Earlier this week, the CPSC filed an administrative complaint against Star Networks USA, LLC, the seller of Star Magnicube Magnet Balls and Magnet Cubes. The Commission voted 2-1 to file the complaint, with Commissioner Nord voting against the f. As described in our previous post, the CPSC has already filed three other administrative complaints since July, an unprecedented use of its litigation authority. This is the third filed against an importer of high-powered magnet balls. The other two magnet ball-related lawsuits involve Buckeyballs and Zen Magnets. Although the products have warnings to keep the magnets away from children, CPSC believes they continue to present an ingestion hazard.

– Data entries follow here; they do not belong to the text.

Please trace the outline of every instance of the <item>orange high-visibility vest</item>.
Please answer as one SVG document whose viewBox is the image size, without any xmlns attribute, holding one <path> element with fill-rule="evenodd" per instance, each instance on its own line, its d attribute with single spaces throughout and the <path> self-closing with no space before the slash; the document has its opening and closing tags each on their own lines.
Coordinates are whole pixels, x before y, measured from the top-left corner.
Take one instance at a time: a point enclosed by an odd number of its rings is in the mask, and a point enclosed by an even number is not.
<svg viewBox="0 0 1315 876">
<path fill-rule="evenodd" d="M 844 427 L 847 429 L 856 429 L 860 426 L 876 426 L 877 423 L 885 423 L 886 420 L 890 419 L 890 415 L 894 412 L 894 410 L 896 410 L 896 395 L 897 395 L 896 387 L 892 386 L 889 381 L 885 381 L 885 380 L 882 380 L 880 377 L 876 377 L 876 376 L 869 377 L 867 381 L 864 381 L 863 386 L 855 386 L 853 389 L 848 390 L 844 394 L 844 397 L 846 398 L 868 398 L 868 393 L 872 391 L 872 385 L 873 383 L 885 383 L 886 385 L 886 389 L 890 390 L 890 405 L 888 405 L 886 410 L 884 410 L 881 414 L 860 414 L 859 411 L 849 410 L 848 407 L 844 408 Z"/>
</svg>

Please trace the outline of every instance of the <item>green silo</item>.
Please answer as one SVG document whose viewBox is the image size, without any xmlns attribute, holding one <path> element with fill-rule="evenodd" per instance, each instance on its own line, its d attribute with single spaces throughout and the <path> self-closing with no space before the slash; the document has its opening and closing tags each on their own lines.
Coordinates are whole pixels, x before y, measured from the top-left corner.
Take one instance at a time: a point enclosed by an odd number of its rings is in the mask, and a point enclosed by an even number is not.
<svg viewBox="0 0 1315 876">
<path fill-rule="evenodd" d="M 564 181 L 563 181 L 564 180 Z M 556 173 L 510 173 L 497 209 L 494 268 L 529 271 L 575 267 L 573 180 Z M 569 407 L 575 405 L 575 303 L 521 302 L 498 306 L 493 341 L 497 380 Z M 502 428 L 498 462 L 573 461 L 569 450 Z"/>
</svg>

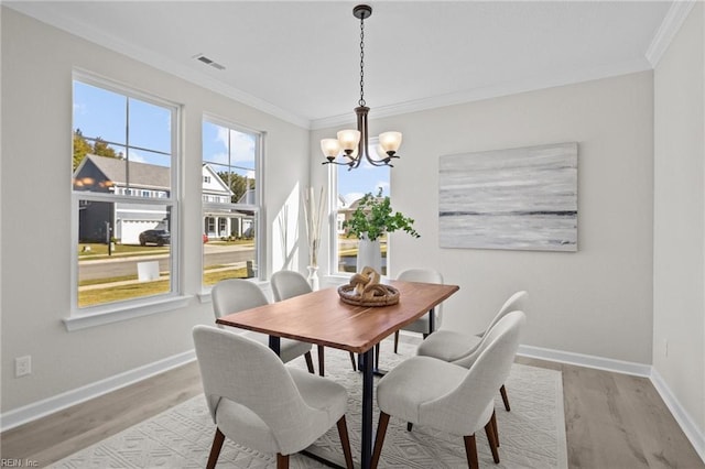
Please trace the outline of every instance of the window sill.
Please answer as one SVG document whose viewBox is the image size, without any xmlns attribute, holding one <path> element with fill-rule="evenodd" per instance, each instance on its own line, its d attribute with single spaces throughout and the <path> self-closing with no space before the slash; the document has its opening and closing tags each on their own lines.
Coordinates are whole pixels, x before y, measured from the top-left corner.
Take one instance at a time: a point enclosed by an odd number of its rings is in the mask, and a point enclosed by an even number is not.
<svg viewBox="0 0 705 469">
<path fill-rule="evenodd" d="M 264 292 L 264 294 L 269 297 L 271 296 L 271 292 L 272 292 L 272 287 L 269 283 L 269 281 L 267 280 L 252 280 L 250 281 L 252 283 L 256 283 L 259 285 L 260 288 L 262 288 L 262 292 Z M 210 297 L 210 292 L 213 291 L 213 288 L 203 288 L 200 291 L 200 293 L 196 294 L 196 296 L 198 297 L 198 301 L 204 304 L 204 303 L 213 303 L 213 298 Z"/>
<path fill-rule="evenodd" d="M 64 321 L 64 326 L 66 326 L 66 330 L 73 332 L 74 330 L 104 326 L 106 324 L 112 324 L 121 320 L 132 319 L 135 317 L 149 316 L 171 309 L 183 308 L 188 304 L 188 301 L 191 298 L 191 295 L 173 296 L 165 299 L 153 301 L 149 304 L 140 306 L 116 306 L 110 309 L 104 309 L 99 313 L 87 314 L 85 316 L 70 316 L 62 320 Z"/>
</svg>

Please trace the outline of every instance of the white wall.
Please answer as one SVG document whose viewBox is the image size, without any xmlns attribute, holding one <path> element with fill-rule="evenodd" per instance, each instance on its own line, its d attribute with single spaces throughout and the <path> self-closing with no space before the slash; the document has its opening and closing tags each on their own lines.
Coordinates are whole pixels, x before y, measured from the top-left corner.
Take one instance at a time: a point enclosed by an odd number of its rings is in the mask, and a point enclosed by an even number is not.
<svg viewBox="0 0 705 469">
<path fill-rule="evenodd" d="M 370 133 L 403 132 L 392 206 L 421 233 L 392 234 L 391 274 L 431 266 L 460 286 L 444 328 L 481 330 L 511 293 L 528 290 L 524 345 L 650 363 L 652 85 L 646 72 L 379 120 L 370 96 Z M 314 159 L 335 130 L 312 132 Z M 578 142 L 578 252 L 438 247 L 440 155 L 556 142 Z"/>
<path fill-rule="evenodd" d="M 200 292 L 203 112 L 267 132 L 267 220 L 308 178 L 308 131 L 2 8 L 2 402 L 6 413 L 193 349 L 210 304 L 67 332 L 72 69 L 94 72 L 184 106 L 184 293 Z M 281 164 L 284 163 L 284 164 Z M 279 165 L 279 166 L 278 166 Z M 292 236 L 292 238 L 296 238 Z M 281 264 L 270 260 L 269 265 Z M 33 373 L 15 379 L 13 359 Z"/>
<path fill-rule="evenodd" d="M 653 367 L 705 455 L 705 8 L 654 72 Z M 665 347 L 668 342 L 668 356 Z M 683 424 L 683 423 L 682 423 Z"/>
</svg>

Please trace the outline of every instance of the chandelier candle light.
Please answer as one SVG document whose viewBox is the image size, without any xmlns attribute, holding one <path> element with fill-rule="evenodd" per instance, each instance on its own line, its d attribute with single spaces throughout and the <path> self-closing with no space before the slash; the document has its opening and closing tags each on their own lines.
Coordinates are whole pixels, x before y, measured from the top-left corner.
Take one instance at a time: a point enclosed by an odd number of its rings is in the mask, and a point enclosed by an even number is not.
<svg viewBox="0 0 705 469">
<path fill-rule="evenodd" d="M 304 190 L 304 217 L 306 219 L 306 238 L 308 239 L 308 283 L 314 291 L 318 290 L 318 248 L 321 248 L 321 222 L 326 210 L 325 190 L 321 188 L 318 201 L 313 190 Z"/>
<path fill-rule="evenodd" d="M 369 154 L 369 135 L 367 133 L 368 108 L 365 102 L 365 19 L 370 18 L 372 8 L 368 4 L 358 4 L 352 9 L 355 18 L 360 20 L 360 100 L 355 108 L 357 114 L 357 130 L 347 129 L 338 132 L 337 139 L 323 139 L 321 150 L 327 161 L 323 164 L 347 165 L 348 171 L 358 167 L 362 161 L 362 155 L 372 166 L 393 166 L 392 159 L 399 157 L 397 151 L 401 145 L 401 132 L 383 132 L 379 135 L 377 146 L 378 159 Z M 336 161 L 338 155 L 341 161 Z"/>
</svg>

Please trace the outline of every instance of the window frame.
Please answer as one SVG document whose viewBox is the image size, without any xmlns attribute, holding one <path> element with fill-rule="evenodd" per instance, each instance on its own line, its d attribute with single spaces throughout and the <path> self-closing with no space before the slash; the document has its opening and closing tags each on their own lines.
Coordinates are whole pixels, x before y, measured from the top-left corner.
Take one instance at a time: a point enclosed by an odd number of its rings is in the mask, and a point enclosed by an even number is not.
<svg viewBox="0 0 705 469">
<path fill-rule="evenodd" d="M 232 201 L 223 203 L 223 201 L 210 201 L 205 200 L 200 197 L 200 229 L 203 230 L 206 212 L 209 210 L 218 211 L 224 208 L 237 208 L 241 210 L 248 210 L 253 212 L 253 223 L 254 223 L 254 263 L 257 265 L 257 275 L 254 277 L 250 277 L 248 280 L 253 282 L 264 282 L 267 279 L 267 255 L 265 255 L 265 240 L 267 240 L 267 222 L 264 219 L 264 186 L 267 182 L 264 181 L 264 149 L 267 141 L 267 132 L 262 130 L 257 130 L 251 127 L 243 126 L 241 123 L 237 123 L 230 119 L 223 118 L 209 112 L 204 112 L 200 118 L 200 131 L 203 132 L 203 124 L 208 122 L 214 126 L 219 126 L 230 131 L 236 131 L 240 133 L 247 133 L 254 135 L 256 138 L 256 150 L 254 150 L 254 173 L 256 173 L 256 184 L 254 184 L 254 198 L 256 204 L 234 204 Z M 200 148 L 200 163 L 204 161 L 203 154 L 203 133 L 202 133 L 202 148 Z M 203 177 L 200 178 L 203 186 Z M 216 197 L 214 197 L 216 198 Z M 216 220 L 213 220 L 213 225 L 216 225 Z M 216 227 L 217 229 L 218 227 Z M 200 291 L 202 295 L 209 296 L 210 291 L 213 290 L 213 285 L 206 285 L 204 283 L 204 255 L 205 255 L 205 246 L 202 247 L 200 254 Z"/>
<path fill-rule="evenodd" d="M 170 195 L 160 195 L 159 197 L 141 197 L 123 194 L 106 194 L 96 192 L 74 190 L 73 181 L 69 181 L 70 192 L 70 310 L 69 317 L 64 318 L 67 330 L 78 330 L 86 327 L 99 326 L 102 324 L 116 323 L 132 317 L 144 316 L 149 314 L 161 313 L 175 307 L 186 306 L 188 297 L 183 293 L 182 281 L 182 262 L 181 262 L 181 236 L 183 233 L 181 212 L 183 190 L 181 184 L 181 172 L 183 165 L 183 151 L 181 145 L 181 135 L 183 131 L 183 106 L 164 98 L 140 91 L 127 85 L 119 84 L 105 77 L 98 77 L 89 72 L 74 69 L 72 74 L 72 103 L 74 102 L 74 83 L 79 81 L 85 85 L 105 89 L 110 92 L 119 94 L 126 98 L 137 99 L 165 108 L 171 112 L 171 187 Z M 127 117 L 126 117 L 127 118 Z M 128 122 L 126 122 L 128 123 Z M 75 129 L 75 122 L 70 120 L 70 132 Z M 91 135 L 93 137 L 93 135 Z M 126 142 L 129 143 L 129 142 Z M 126 152 L 131 146 L 126 146 Z M 109 201 L 109 203 L 128 203 L 137 205 L 152 205 L 171 207 L 170 231 L 172 233 L 170 243 L 170 291 L 169 293 L 143 296 L 133 299 L 120 302 L 105 303 L 96 306 L 78 307 L 78 208 L 80 200 Z"/>
</svg>

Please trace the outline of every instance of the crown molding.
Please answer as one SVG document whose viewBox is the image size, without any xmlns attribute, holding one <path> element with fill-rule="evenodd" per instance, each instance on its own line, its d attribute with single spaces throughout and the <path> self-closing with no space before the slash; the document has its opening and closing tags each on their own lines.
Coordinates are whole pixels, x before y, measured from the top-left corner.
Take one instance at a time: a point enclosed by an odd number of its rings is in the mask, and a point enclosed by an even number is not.
<svg viewBox="0 0 705 469">
<path fill-rule="evenodd" d="M 490 98 L 499 98 L 502 96 L 518 95 L 520 92 L 535 91 L 540 89 L 554 88 L 558 86 L 573 85 L 583 81 L 590 81 L 601 78 L 609 78 L 619 75 L 628 75 L 638 72 L 652 69 L 651 64 L 646 58 L 639 58 L 631 62 L 609 64 L 601 67 L 593 67 L 568 73 L 546 72 L 541 76 L 527 79 L 507 81 L 499 85 L 486 86 L 480 88 L 468 89 L 465 91 L 435 96 L 425 99 L 417 99 L 390 106 L 370 107 L 370 119 L 380 119 L 386 117 L 399 116 L 410 112 L 417 112 L 429 109 L 443 108 L 446 106 L 463 105 L 473 101 L 481 101 Z M 311 121 L 311 129 L 326 129 L 330 127 L 339 127 L 355 122 L 352 112 L 338 114 L 323 119 Z"/>
<path fill-rule="evenodd" d="M 696 0 L 680 0 L 671 4 L 669 12 L 659 26 L 659 31 L 654 34 L 651 45 L 649 45 L 644 54 L 653 68 L 655 68 L 659 61 L 661 61 L 665 50 L 669 48 L 671 41 L 673 41 L 673 37 L 677 34 L 683 22 L 691 13 L 691 10 L 695 7 L 695 3 Z"/>
<path fill-rule="evenodd" d="M 110 51 L 123 54 L 138 62 L 142 62 L 159 70 L 169 73 L 178 78 L 185 79 L 186 81 L 191 81 L 194 85 L 204 87 L 259 111 L 293 123 L 294 126 L 310 129 L 311 122 L 308 119 L 282 109 L 240 89 L 225 85 L 223 81 L 214 79 L 205 73 L 194 70 L 147 48 L 128 44 L 120 39 L 106 34 L 97 28 L 80 24 L 57 10 L 56 8 L 61 8 L 59 6 L 53 8 L 54 6 L 52 3 L 45 2 L 6 2 L 3 6 Z"/>
</svg>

In July 2012, Star Networks and eleven other companies, at the request of the CPSC, agreed to withdraw their magnet ball products from the market. Star Networks, however, reversed its withdrawal in November, and the Commission filed this complaint after discussions with the company failed to result in a voluntary recall. The complaint alleges that the products have a defective design, warning, and instructions. The CPSC is seeking an order that the company stop selling the Magnicube Magnet Balls and Magnet Cubes, notify the public of the defects, and offer customers a full refund. The Commission claims that it has received over two dozen reports of ingestion of small magnets like those imported by Star Networks.
The consolidated case involving Buckeyballs and Zen Magnets continues. Maxfield & Oberton, the importer of Buckeyballs, announced this week that it would stop selling the product and is selling through product in anticipation of the “Buckypocalypse.” Any company that relies heavily on product warnings should continue to watch these cases very closely.